Fonte: Relatório do OE-2020.
Para as pensões mais baixas (mínimas), as quais tiveram uma atualização extraordinária em 2017/2018, a partir de agosto e, em 2019, desde o início do ano, a Proposta de Lei do OE-2020, através do seu artº 58º, contempla um reforço do valor destas.
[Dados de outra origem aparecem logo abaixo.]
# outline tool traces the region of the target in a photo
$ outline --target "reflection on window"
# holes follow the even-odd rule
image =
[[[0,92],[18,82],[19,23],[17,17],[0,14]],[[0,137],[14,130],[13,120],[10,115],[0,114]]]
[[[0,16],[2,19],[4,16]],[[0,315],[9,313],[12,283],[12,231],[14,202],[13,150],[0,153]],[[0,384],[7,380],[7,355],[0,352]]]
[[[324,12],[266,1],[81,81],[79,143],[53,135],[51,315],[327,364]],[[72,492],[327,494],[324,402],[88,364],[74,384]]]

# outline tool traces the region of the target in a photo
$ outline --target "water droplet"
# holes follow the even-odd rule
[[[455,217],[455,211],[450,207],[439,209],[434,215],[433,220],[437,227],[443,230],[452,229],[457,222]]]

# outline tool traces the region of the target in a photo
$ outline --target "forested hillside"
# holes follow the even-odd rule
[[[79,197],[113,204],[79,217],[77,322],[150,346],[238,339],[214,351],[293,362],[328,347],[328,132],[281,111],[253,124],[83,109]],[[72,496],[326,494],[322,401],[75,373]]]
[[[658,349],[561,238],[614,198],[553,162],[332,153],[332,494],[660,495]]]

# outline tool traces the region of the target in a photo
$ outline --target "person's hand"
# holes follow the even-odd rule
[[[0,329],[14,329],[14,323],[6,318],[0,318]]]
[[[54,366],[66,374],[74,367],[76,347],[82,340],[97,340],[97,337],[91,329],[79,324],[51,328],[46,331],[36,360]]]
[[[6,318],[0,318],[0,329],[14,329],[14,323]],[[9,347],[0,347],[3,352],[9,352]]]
Neste mesmo artigo, o Governo indica que vai avaliar as regras de atribuição do Complemento Solidário para Idosos, alargando até ao segundo escalão a eliminação do impacto dos rendimentos dos filhos considerados na avaliação de recursos do requerente.
Quanto a futuros pensionistas, a idade legal da reforma sem penalizações vai manter-se nos 66 anos e 5 meses em 2020 e o corte relativo ao fator de sustentabilidade aplicável às reformas antecipadas vai acentuar-se para se situar em 15,2% em 2020 (14,7% em 2019), com exceção dos trabalhadores que se aposentam com longas carreiras contributivas e, desde 1 de outubro de 2019, dos que vão para a reforma com, cumulativamente, pelo menos 60 anos de idade e 40 anos de carreira contributiva.
Em síntese,
Uma vez que a presente Proposta de Lei do Orçamento do Estado para 2020 não é ainda um documento final, esperamos que na discussão em sede parlamentar se promovam as alterações necessárias que permitam uma melhoria substancial que concretize de modo equitativo o desenvolvimento social e económico do país.
De facto, não podemos deixar de notar que enquanto o impacto bruto da atualização salarial dos funcionários públicos é de 70 milhões de € em 2020, a despesa pública com o sistema financeiro remonta a 730 milhões de € (0,4% do PIB) dos quais 600 referem-se à recapitalização do Novo Banco via Fundo de Resolução e 130 estão associados aos impostos por ativos diferidos.